Curiouser and curiouser! (via Blogging Alone) writes: "... it did lead me to an interesting paper by Sergey Brin about Google. This was written in, I guess, 97/98 i.e. well before Google became the monster it is today.
[...] it does have the best description of the page rank algorithm and how it is calculated that I have seen so far. I'm guessing it's a good deal more sophisticated these days but this might be of interest for others like myself who wonder about the inner workings. [...] To quote from that paper:
2.1.1 Description of PageRank Calculation
Academic citation literature has been applied to the web, largely by counting citations or backlinks to a given page.
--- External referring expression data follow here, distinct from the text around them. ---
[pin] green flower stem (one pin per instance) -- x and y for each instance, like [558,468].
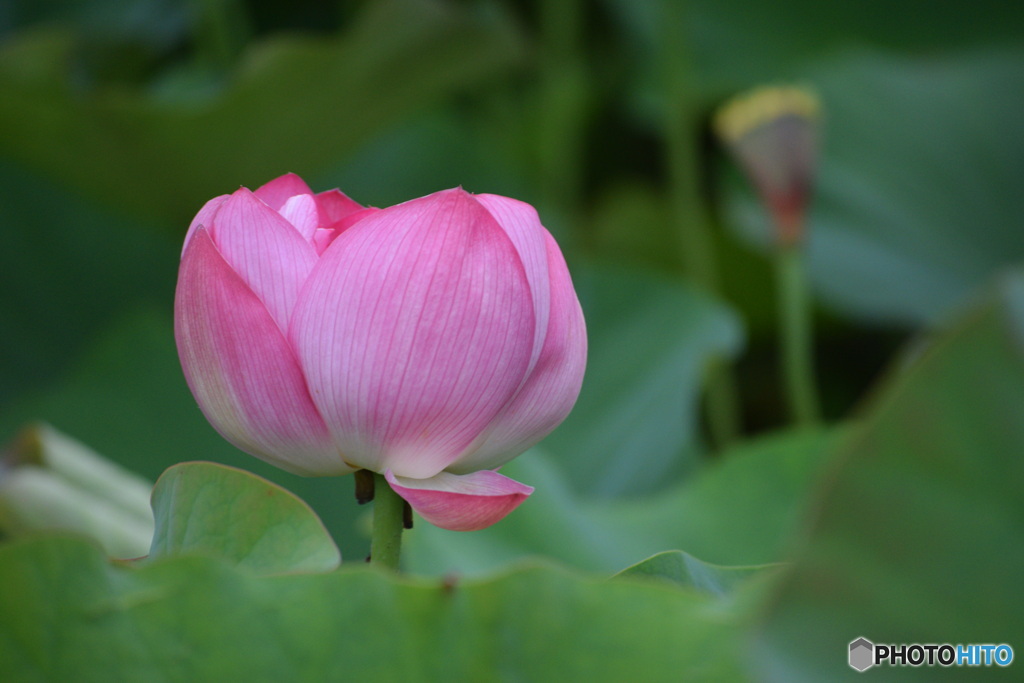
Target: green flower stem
[385,543]
[682,127]
[796,336]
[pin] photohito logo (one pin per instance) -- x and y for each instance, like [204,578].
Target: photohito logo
[864,654]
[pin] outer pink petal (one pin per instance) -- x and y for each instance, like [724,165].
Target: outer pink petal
[325,236]
[552,388]
[335,205]
[301,212]
[521,223]
[282,188]
[464,503]
[204,217]
[241,370]
[265,250]
[415,329]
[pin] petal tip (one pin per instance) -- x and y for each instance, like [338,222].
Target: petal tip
[461,503]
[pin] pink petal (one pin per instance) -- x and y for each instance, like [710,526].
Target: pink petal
[265,250]
[415,329]
[335,205]
[465,503]
[301,212]
[241,370]
[325,236]
[552,388]
[523,226]
[204,217]
[282,188]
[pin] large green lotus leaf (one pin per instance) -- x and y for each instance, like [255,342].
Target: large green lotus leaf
[635,426]
[919,532]
[293,103]
[235,515]
[683,568]
[70,614]
[128,399]
[739,511]
[918,202]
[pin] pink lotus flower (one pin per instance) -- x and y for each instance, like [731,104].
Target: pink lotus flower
[431,341]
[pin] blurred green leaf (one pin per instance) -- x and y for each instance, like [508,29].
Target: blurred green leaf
[739,511]
[294,104]
[651,337]
[50,482]
[69,614]
[918,201]
[128,399]
[918,535]
[737,44]
[685,569]
[67,269]
[233,515]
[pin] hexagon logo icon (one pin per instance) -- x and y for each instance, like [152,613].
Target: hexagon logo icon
[861,654]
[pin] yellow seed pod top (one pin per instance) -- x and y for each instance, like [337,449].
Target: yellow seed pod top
[749,111]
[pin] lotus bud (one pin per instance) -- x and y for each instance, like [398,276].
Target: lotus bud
[773,134]
[431,341]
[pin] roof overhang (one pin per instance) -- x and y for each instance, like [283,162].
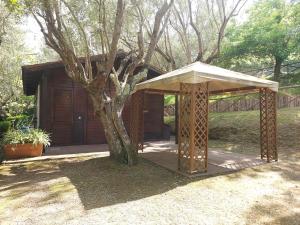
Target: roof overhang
[220,80]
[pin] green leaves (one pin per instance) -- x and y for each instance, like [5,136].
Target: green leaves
[33,136]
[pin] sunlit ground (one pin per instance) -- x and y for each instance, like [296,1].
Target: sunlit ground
[89,190]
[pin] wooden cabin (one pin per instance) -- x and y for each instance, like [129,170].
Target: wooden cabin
[64,109]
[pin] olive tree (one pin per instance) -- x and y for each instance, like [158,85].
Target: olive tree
[76,28]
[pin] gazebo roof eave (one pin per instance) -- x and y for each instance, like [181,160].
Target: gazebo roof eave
[170,81]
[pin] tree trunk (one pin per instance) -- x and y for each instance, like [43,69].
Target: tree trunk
[277,68]
[110,116]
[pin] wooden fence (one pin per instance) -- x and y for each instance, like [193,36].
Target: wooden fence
[248,104]
[243,104]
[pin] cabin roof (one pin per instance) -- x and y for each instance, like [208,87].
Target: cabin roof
[32,74]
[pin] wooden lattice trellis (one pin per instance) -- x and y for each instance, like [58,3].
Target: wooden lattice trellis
[268,127]
[137,120]
[193,127]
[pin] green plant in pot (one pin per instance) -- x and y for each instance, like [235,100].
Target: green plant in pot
[24,143]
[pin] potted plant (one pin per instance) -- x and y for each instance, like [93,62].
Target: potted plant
[24,143]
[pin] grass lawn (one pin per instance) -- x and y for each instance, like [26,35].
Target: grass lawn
[96,190]
[240,131]
[87,190]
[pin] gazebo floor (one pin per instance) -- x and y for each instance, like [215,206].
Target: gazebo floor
[164,153]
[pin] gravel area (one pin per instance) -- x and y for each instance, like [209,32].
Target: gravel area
[96,190]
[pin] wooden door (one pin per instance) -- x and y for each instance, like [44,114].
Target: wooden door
[79,116]
[62,116]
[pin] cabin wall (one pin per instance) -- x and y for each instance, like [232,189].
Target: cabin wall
[67,113]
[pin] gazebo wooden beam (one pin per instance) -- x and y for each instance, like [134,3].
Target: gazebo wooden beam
[232,90]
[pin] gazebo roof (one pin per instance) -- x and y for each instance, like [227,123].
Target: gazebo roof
[220,80]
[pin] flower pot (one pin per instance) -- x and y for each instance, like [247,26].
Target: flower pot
[18,151]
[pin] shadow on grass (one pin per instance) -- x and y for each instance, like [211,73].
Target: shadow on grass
[101,182]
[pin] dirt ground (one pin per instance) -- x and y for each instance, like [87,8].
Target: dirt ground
[96,190]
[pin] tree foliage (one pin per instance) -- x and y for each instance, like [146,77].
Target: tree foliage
[272,32]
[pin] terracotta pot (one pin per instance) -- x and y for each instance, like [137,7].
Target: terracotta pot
[22,151]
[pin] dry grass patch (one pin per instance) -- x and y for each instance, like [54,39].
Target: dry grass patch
[89,190]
This gives some approximation of a page's importance or quality. PageRank extends this idea by not counting links from all pages equally, and by normalizing by the number of links on a page. PageRank is defined as follows:
We assume page A has pages T1...Tn which point to it (i.e., are citations). The parameter d is a damping factor which can be set between 0 and 1. We usually set d to 0.85. There are more details about d in the next section. Also C(A) is defined as the number of links going out of page A. The PageRank of a page A is given as follows:
PR(A) = (1-d) + d (PR(T1)/C(T1) + ... + PR(Tn)/C(Tn))
Note that the PageRanks form a probability distribution over web pages, so the sum of all web pages' PageRanks will be one.
PageRank or PR(A) can be calculated using a simple iterative algorithm, and corresponds to the principal eigenvector of the normalized link matrix of the web. Also, a PageRank for 26 million web pages can be computed in a few hours on a medium size workstation. There are many other details which are beyond the scope of this paper."